Асмунд только вырвал у нее руку, молился, не прекращая ни на миг. Она даже различила его слова:
– …Да пребудет воля Твоя, как на небе, так и на земле…
Малкиня тоже упал на колени. Он не знал молитв, он просто повторял заклинание дождя. Ведь все, что у них осталось, – это надежда, что сильный ливень может погасить огни Трехглава.
Огонь полыхнул еще раз, в той стороне, где лежал Искоростень. Теперь Змей был совсем близко от них – мокрый, грозный, аспидно мерцавший огнем, он продолжал лететь…
– Бежим! – кричали люди, они не хотели сражаться с чудовищем, у них не было на это сил.
Свенельд отскочил, увидел Ольгу. Она тоже стояла на коленях, тоже молилась. Он захотел ее схватить, утащить, но она вырвалась, оставшись стоять коленопреклоненно. И он упал рядом, он хотел остаться с ней. Хотя и осознавал, что это конец.
Но что-то все же изменилось. Что – Свенельд не сразу и понял. Он вообще ничего не мог сразу сообразить, такое пронзительное шипение, такой режущий слух, исполненный ярости звук впивался в голову. Впору упасть, но он устоял. Рядом Ольга упала на четвереньки, и варяг услышал ее срывающийся на рыдание голос:
– Защити, о могущественный! Обещаю великую жертву Тебе… обещаю почитать и поклоняться Тебе, обещаю поверить в Тебя!..
Свенельд уже не различал ее слов. Сквозь льющие в лицо струи дождя он видел лишь то, что змей не приближается больше к ним, он мечется, словно налетев на невидимое заграждение, какое не в силах преодолеть даже его огромные крылья. И еще Свенельд увидел, как одна из голов задралась кверху, как изогнулась длинная шея, и змей выбросил вверх фонтан багряно-черного яростного огня.
– Опаньки, – только и произнес Свенельд, догадавшись, что потерявшее направление чудище так может опалить самого себя.
И опалило же!
Вон мечется теперь в осыпающихся огненными снежинками искрах собственного огня, вон одна из голов затряслась, лапой пытаясь стряхнуть пламя с загоревшегося уха. Но новый порыв ветра от взмахнувших крыльев только разжег его.
Свенельд вдруг захохотал. Надо же, он ведь всегда знал, что эти чудовища уступают людям в смекалке, всегда ценил людей именно за их ум. А эти!.. Тьфу на них! Даже Трехглав за века бесконечной древности потерял остатки разума. Да и был ли он у него? Разве ушел бы он из мира, если бы умел думать, умел выживать?
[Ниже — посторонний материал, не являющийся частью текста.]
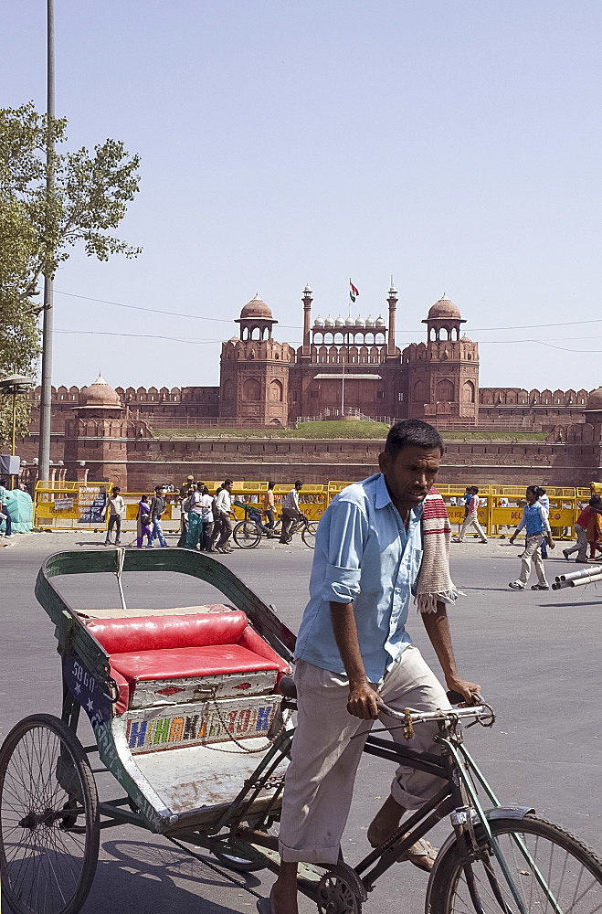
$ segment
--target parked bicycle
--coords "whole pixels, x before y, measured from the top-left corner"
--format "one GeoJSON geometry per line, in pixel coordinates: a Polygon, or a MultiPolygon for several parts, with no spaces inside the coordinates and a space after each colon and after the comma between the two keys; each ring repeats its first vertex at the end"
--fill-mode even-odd
{"type": "MultiPolygon", "coordinates": [[[[280,517],[273,527],[269,527],[262,523],[261,514],[252,505],[244,505],[245,520],[240,520],[232,531],[232,537],[237,546],[241,549],[254,549],[261,540],[279,539],[282,532],[282,518],[280,517]]],[[[316,530],[318,522],[309,520],[305,515],[295,519],[289,528],[289,537],[291,539],[296,534],[301,533],[301,537],[305,545],[312,549],[315,545],[316,530]]]]}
А сейчас Трехглав улетал. Удалялся туда, откуда прибыл, ибо там он не был жив, не чувствовал боли ожогов. Теперь же он летел, стремительно работая крыльями, торопился, тряс обожженной головой, сыпал огненными искрами, но больше не задерживался, чтобы палить огнем. Куда там, когда у самого уши пылали. И он тупо спешил укрыться. Ибо его гнали боль и чужая уничтожающая его вера. И приближение зари.
В лесу глухо ударило. Шипел, угасая под проливным дождем, черный лес. Медленно встал на свое место острый горючий камень. Новые кряжи исполосовали лес. Когда-нибудь их вновь покроет земля, прорастут новые деревья…
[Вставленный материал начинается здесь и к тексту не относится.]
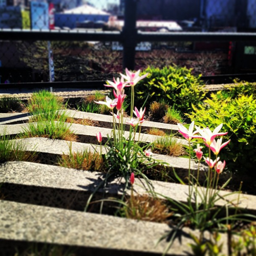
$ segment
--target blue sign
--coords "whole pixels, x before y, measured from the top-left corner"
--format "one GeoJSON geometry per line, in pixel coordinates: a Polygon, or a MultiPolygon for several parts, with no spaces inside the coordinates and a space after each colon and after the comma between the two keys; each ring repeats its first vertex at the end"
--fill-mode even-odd
{"type": "Polygon", "coordinates": [[[49,29],[49,7],[47,3],[30,2],[31,29],[49,29]]]}

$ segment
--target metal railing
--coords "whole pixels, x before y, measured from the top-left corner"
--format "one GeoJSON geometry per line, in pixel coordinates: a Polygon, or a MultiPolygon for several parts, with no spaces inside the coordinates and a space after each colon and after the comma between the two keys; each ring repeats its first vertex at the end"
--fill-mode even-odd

В ту ночь Мокей вдовий сын очень устал. И испугался… А ведь он был воеводой древлянского воинства, он поднялся так же высоко, как почтенные волхвы, мог даже со служителями разговаривать на равных. Видела бы его теперь матушка… Или Простя-изменница, променявшая его на какого-то варяга пришлого. Однако ни о матери, ни о жене он не вспомнил в тот миг, когда ночью над лесом взвилось это чудище трехголовое, когда волна жара пронеслась над городом, подпалив высокие островерхие кровли на городнях. Тогда Мокей, как и иные, бежал сам не понимая куда, лез в какие-то подполы, стучал зубами. А потом вдруг опомнился. Он ведь был среди своих людей, среди воинов, баб и детей, которых он вызвался охранять, за которых боролся. И вот тогда Мокей взял себя в руки и выбрался наружу.
Хвала всем силам подземным и небесным, но страшного змея уже не было. Куда подевался? Да пропал, и леший с ним! А вот башни над городом пылали. Загорелись самые высокие кровли в старом княжеском тереме над рекой. Там, где ранее располагалась гридница с колдующими в ней чародеями, где высились теремные переходы князя Мала, теперь все сильнее и гуще разгоралось пламя. Даже ливень с ним не справлялся. Если не погасить огонь, не растащить по бревнам ближайшие постройки, не сбить пламя с начинавших дымить соседних кровель – того и гляди, пламя погонит их всех прочь из города – как раз на мечи русичей. Этого Мокей допустить не мог.